A Roscoff, le Brexit a eu la peau des johnnies

Par Manon Boquen

Publié aujourd’hui à 02h20, mis à jour à 05h06

Marcel Quéméner a longtemps vendu des oignons de Roscoff outre-Manche. Sa fille, Tiphaine, a pris la suite, avec son frère, en 2020.

Clap de fin. Après quarante-deux années de traversées de la Manche pour vendre des oignons de Roscoff au Pays de Galles, Patrick Mevel, 63 ans, a pris le chemin de la retraite. « C’était un déchirement de dire au revoir à mes clients », avoue, sobrement, l’homme au regard clair, rentré dans la commune finistérienne de 3 500 âmes après sa dernière et ultime tournée, début février. Toutes ces années, le Breton à l’allure sévère a exercé un métier particulier : celui de johnny. Pendant six mois, d’août à février, il proposait ses oignons aux commerçants de Cardiff et des alentours, d’abord à vélo, puis en camion. Des botteleurs – les personnes qui nettoient et tressent les légumes – travaillaient à ses côtés, dans son local gallois.

« C’est un métier difficile mais de liberté, qui m’a ouvert l’esprit », affirme celui qui hésitait à devenir militaire ou professeur de géographie. Une découverte familiale auprès de son grand-père maternel, un temps johnny lui aussi, l’aura mené à cette profession unique dont il est l’avant-­dernier représentant. A l’heure de s’arrêter, il fustige : « Des milliers de personnes ont fait rayonner la France, sa langue, ses produits en Grande-Bretagne. Il y a un déficit de reconnaissance de ce qu’ont accompli les johnnies, ils mériteraient une Légion d’honneur ! »

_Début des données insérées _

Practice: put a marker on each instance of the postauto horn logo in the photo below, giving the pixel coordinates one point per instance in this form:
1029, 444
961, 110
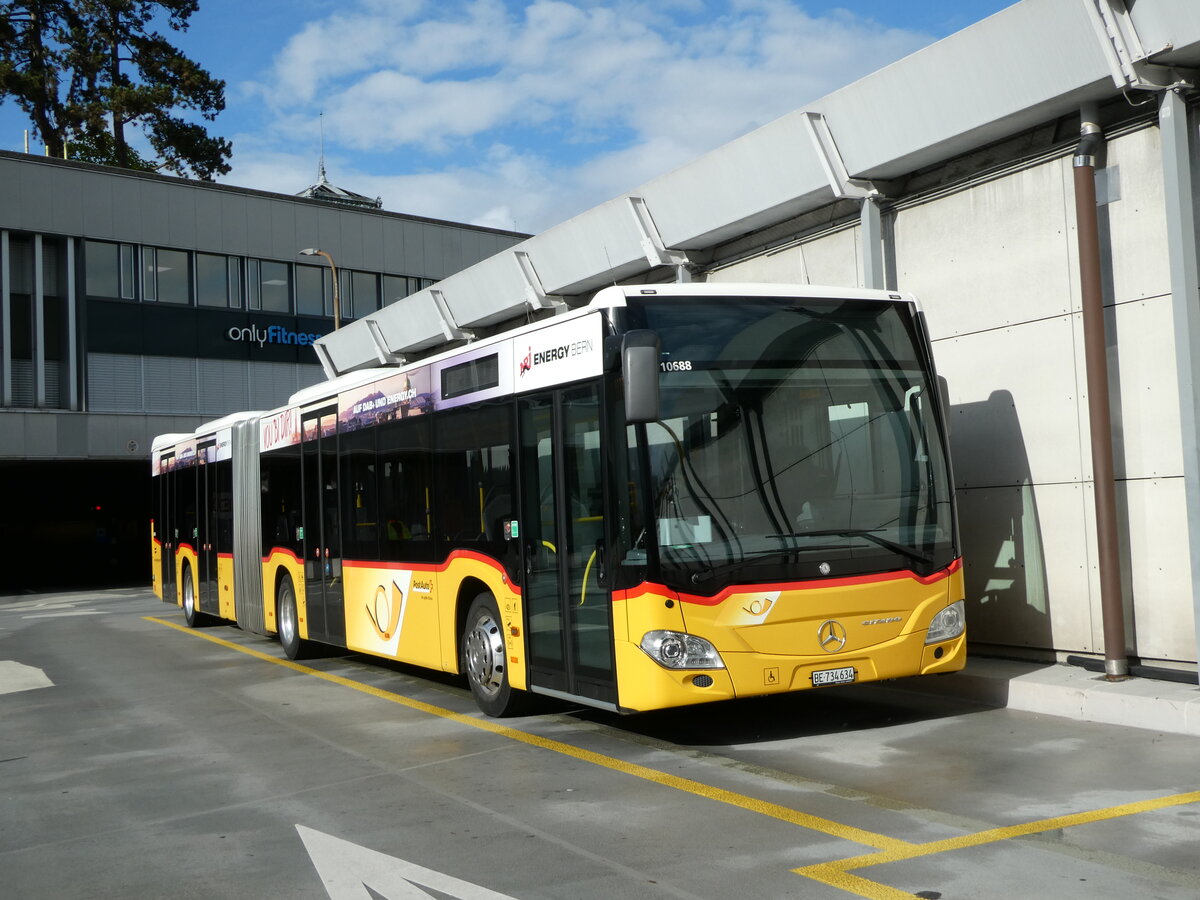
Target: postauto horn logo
271, 334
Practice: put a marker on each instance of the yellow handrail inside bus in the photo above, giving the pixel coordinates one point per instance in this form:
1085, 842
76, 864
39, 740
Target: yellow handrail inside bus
587, 571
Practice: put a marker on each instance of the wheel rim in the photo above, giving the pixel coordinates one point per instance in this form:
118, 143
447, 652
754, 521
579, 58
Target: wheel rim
189, 594
485, 655
287, 619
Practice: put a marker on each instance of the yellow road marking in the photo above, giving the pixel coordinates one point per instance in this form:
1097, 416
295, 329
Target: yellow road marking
837, 874
731, 798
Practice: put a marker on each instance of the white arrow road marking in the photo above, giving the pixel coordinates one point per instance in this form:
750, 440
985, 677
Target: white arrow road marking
347, 870
18, 677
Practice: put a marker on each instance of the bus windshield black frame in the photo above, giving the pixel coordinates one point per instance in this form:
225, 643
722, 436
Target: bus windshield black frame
798, 438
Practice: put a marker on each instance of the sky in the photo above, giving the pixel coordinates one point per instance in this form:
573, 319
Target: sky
515, 114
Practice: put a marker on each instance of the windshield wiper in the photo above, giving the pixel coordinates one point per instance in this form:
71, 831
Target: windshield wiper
709, 574
865, 534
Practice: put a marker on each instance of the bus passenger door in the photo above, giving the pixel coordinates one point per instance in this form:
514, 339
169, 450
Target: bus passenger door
567, 600
167, 527
322, 534
205, 540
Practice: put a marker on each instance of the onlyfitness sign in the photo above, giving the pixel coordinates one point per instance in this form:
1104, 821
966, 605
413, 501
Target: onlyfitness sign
271, 334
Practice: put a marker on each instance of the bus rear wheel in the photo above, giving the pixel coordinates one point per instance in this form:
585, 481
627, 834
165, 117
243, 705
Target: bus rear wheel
485, 660
289, 621
193, 617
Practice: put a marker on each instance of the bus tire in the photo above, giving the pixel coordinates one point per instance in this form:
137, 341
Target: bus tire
484, 660
192, 616
288, 618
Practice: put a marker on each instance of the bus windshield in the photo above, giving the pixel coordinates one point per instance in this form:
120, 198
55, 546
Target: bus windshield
798, 438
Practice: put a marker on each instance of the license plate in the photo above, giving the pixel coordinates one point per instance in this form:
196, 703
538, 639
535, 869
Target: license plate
833, 676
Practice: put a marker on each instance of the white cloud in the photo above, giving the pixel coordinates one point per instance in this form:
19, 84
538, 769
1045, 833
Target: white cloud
603, 95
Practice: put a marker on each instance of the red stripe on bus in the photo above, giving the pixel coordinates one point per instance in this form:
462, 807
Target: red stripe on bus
903, 575
426, 567
282, 552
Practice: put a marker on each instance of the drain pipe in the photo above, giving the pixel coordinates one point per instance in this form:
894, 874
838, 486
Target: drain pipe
1091, 141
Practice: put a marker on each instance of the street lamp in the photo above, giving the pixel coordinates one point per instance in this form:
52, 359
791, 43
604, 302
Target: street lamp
337, 301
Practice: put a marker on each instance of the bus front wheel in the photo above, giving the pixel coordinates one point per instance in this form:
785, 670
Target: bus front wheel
289, 621
485, 661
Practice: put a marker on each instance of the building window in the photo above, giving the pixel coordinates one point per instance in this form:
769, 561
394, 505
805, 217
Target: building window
166, 275
273, 287
234, 274
109, 269
396, 287
365, 291
211, 281
311, 289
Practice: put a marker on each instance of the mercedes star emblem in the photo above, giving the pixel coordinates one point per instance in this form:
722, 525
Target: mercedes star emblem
832, 636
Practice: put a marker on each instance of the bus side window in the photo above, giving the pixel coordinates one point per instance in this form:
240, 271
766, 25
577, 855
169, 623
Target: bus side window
474, 479
406, 490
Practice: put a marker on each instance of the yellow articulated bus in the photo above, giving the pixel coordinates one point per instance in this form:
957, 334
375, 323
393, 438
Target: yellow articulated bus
678, 493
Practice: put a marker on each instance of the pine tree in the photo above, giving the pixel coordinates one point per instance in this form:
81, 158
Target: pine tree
84, 70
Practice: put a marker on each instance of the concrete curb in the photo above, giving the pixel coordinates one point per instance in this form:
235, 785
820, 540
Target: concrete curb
1072, 693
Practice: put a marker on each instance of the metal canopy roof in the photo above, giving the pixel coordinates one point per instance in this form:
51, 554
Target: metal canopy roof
1035, 61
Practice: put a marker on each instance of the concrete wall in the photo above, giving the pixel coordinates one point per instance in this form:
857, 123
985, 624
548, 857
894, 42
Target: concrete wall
995, 264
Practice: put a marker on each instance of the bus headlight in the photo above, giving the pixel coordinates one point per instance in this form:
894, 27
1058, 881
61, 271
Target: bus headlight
948, 623
676, 649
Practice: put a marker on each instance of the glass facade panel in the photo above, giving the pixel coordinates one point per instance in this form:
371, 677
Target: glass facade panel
102, 265
174, 283
394, 288
253, 286
275, 286
211, 281
310, 291
366, 294
129, 269
234, 265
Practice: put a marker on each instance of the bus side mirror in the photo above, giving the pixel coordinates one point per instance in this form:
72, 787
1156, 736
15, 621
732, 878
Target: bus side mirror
640, 369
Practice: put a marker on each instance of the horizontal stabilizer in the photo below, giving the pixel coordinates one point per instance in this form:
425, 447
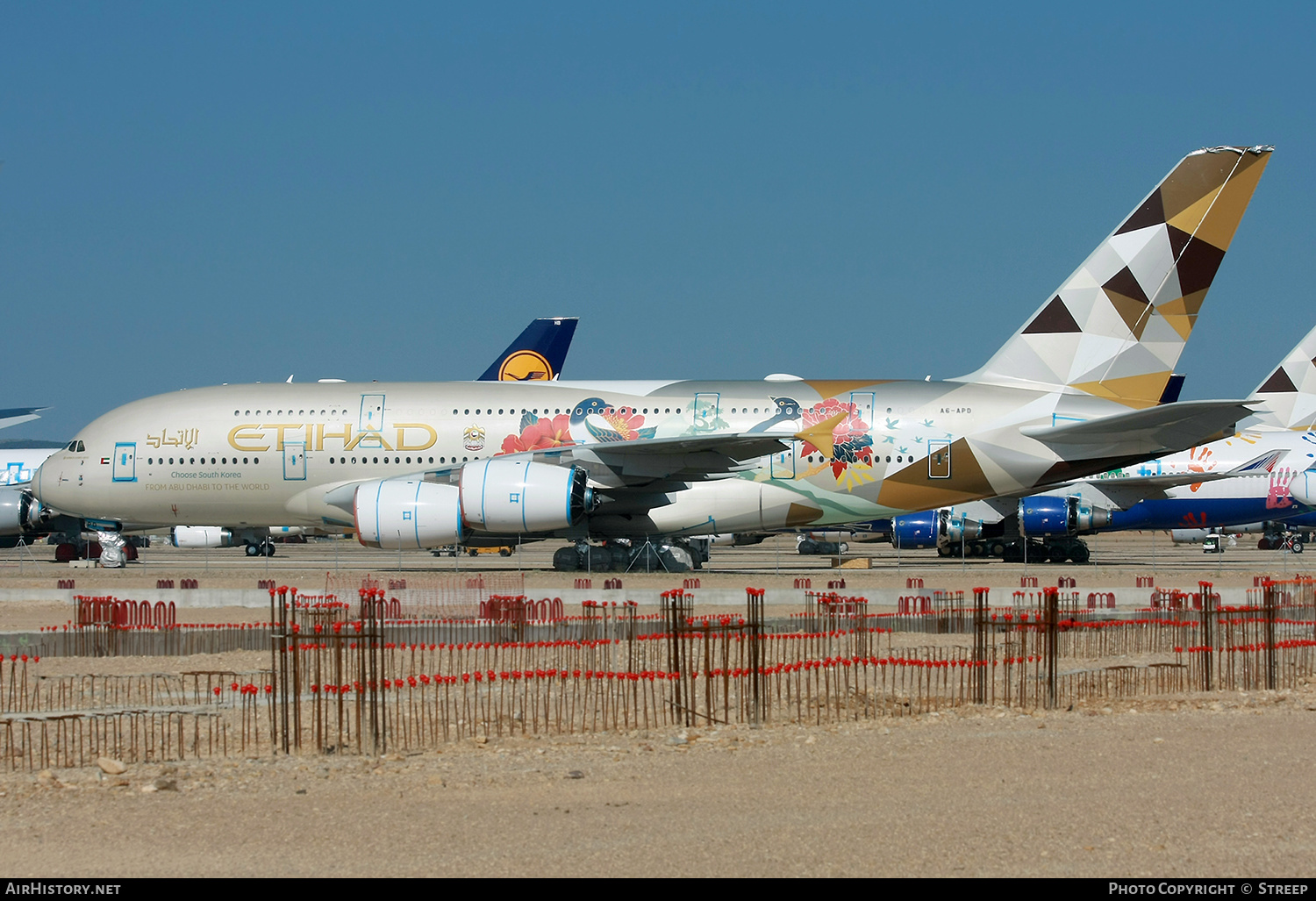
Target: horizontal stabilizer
1155, 431
20, 415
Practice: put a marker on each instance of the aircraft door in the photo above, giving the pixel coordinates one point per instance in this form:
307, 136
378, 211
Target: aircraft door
124, 466
371, 413
294, 461
939, 459
862, 404
705, 415
782, 466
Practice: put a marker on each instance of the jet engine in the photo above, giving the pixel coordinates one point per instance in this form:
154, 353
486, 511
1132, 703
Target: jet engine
200, 537
513, 496
395, 513
915, 530
507, 497
20, 511
1045, 514
957, 527
933, 527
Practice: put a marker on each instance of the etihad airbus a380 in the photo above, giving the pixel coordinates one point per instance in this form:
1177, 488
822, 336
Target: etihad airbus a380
1074, 392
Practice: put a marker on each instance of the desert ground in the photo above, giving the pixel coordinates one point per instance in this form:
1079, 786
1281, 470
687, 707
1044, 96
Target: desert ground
1191, 785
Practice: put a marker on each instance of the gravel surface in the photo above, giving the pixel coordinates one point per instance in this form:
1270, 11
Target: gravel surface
1198, 787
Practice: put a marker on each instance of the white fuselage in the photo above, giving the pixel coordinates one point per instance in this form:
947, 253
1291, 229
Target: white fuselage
271, 454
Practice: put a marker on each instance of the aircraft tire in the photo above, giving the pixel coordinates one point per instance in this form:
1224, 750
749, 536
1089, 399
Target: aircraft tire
565, 559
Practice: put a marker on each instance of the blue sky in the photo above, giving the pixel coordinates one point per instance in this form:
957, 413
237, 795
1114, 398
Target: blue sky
236, 192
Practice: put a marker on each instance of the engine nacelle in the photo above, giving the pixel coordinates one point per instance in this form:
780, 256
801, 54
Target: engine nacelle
1047, 514
933, 527
955, 527
20, 511
200, 537
407, 513
513, 496
915, 530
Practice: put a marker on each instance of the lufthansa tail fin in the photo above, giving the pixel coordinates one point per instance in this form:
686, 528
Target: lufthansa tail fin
1290, 391
1116, 326
537, 354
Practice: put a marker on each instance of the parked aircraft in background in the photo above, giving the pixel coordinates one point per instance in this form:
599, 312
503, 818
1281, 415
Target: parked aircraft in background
1258, 480
1074, 392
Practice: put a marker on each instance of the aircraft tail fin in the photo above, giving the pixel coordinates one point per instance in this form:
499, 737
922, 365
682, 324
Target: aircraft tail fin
537, 354
1116, 326
1290, 391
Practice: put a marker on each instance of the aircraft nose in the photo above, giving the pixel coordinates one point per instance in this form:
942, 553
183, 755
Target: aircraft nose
1303, 488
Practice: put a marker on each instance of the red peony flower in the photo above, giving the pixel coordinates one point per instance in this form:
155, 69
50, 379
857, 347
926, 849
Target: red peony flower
542, 433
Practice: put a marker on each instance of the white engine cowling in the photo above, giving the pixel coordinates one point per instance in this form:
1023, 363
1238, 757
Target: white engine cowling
200, 537
407, 513
513, 496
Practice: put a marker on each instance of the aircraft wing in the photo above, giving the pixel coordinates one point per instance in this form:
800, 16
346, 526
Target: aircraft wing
1123, 490
1153, 431
642, 469
689, 458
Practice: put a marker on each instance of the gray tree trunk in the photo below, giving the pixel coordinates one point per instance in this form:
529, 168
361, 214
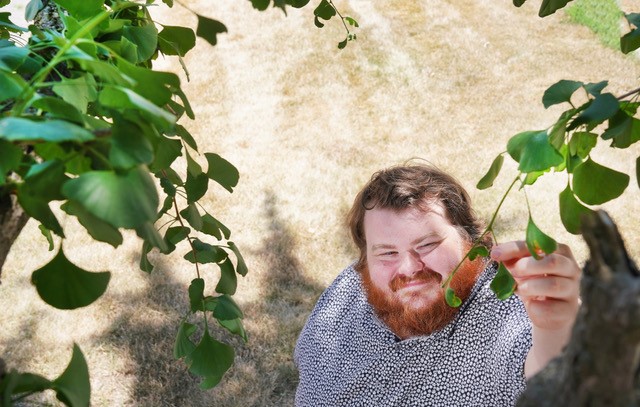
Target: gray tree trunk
599, 366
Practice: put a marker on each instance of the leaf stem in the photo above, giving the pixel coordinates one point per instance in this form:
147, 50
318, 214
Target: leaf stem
189, 238
488, 229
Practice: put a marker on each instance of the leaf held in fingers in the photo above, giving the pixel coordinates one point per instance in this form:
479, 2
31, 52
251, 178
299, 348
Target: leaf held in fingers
538, 242
492, 174
595, 184
503, 285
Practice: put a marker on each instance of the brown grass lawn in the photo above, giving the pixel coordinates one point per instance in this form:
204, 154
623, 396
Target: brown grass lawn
448, 81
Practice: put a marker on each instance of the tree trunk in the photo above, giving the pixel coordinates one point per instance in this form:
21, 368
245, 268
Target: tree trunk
12, 220
599, 366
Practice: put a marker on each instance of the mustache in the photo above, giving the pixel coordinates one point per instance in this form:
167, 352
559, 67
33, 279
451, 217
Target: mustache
425, 275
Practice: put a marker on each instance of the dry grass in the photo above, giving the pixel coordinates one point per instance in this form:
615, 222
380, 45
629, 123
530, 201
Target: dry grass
306, 125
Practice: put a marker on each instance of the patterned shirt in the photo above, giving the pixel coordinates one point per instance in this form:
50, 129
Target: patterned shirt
347, 357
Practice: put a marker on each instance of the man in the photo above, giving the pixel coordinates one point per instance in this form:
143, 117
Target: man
382, 333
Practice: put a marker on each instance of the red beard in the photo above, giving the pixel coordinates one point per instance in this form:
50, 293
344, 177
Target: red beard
407, 322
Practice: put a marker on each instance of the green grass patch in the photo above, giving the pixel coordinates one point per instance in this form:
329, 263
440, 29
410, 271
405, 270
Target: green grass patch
601, 16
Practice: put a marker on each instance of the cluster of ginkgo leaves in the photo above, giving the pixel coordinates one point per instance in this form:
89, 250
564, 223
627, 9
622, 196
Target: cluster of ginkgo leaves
566, 147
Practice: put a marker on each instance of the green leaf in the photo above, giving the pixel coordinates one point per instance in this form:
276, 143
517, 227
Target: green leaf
10, 157
228, 280
205, 253
183, 346
223, 307
476, 251
560, 92
129, 146
191, 214
214, 227
503, 285
603, 107
148, 232
196, 186
175, 40
64, 285
176, 234
209, 29
571, 212
12, 57
549, 7
78, 92
145, 264
595, 89
210, 359
192, 166
18, 129
351, 22
533, 151
128, 199
82, 9
324, 10
47, 234
638, 171
144, 37
196, 294
487, 180
122, 98
241, 267
631, 40
623, 129
538, 242
582, 143
595, 184
73, 387
186, 136
235, 327
12, 85
451, 298
222, 171
97, 228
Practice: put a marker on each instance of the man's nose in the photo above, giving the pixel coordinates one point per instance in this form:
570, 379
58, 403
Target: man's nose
411, 264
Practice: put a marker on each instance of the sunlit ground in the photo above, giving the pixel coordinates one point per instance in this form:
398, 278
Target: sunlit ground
306, 125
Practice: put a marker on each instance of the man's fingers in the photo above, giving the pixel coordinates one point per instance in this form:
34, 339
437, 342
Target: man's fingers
550, 313
550, 265
550, 287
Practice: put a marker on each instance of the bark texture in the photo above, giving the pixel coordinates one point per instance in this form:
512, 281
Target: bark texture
599, 366
12, 220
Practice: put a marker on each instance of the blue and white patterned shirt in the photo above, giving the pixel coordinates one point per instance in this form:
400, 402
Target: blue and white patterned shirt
347, 357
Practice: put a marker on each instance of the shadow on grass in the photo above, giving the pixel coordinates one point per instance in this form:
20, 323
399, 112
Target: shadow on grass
263, 373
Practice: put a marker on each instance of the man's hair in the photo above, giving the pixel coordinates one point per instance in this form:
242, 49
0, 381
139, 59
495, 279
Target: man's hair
414, 186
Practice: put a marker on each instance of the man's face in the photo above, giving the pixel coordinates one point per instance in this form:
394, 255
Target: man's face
409, 254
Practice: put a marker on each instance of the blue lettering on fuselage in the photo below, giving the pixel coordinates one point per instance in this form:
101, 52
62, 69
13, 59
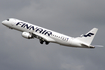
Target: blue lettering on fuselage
36, 29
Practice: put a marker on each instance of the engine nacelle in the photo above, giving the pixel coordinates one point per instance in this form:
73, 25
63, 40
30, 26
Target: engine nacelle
27, 35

Béret, baguette, collier d’oignons

Ce métier, fièrement attaché à la commune de Roscoff, disparaît en effet sans trop de bruit. Apparu au XIXe siècle, il a pourtant marqué des générations entières, parties outre-Manche pour vendre leur marchandise en faisant du porte-à-porte. Chez les Britanniques, il a même façonné les représentations culturelles au point que, dans l’imaginaire collectif, le Français moyen arbore un béret, une baguette sous le bras… et un collier d’oignons ! Dans les années 1930, à l’apogée de la profession, on dénombrait 1 500 johnnies, avant une lente déliquescence les décennies suivantes. Ils n’étaient plus que 160 dans les années 1970. Puis le Brexit est venu donner le coup de grâce, complexifiant les démarches et dissuadant définitivement les vocations.

« C’est un métier de survie, qui a pu devenir un métier de passion. » Estelle Boudillet, autrice d’un mémoire sur les johnnies

Remonter aux origines des johnnies, c’est se heurter aux légendes entretenues par les marchands eux-mêmes. Parmi les mythes les plus tenaces, on entend dire que le premier à s’y être essayé serait un certain Henri Ollivier, en 1828. « Je n’ai trouvé aucune trace d’un voyage en Angleterre de sa part, constate pourtant Estelle Boudillet, qui a écrit un mémoire sur l’histoire et la signification du surnom « johnnies ». Mais, dès 1815, cinq passeports avaient été déjà distribués à des marchands d’oignons de Roscoff pour traverser la Manche. » Dans ce Trégor légumier, les perspectives pour ceux qui ne possèdent pas de terres ou en possèdent peu sont limitées. Les récoltes finies, les plus pauvres tentent leur chance dans une Grande-Bretagne qui s’industrialise et importe la majeure partie de ses denrées alimentaires.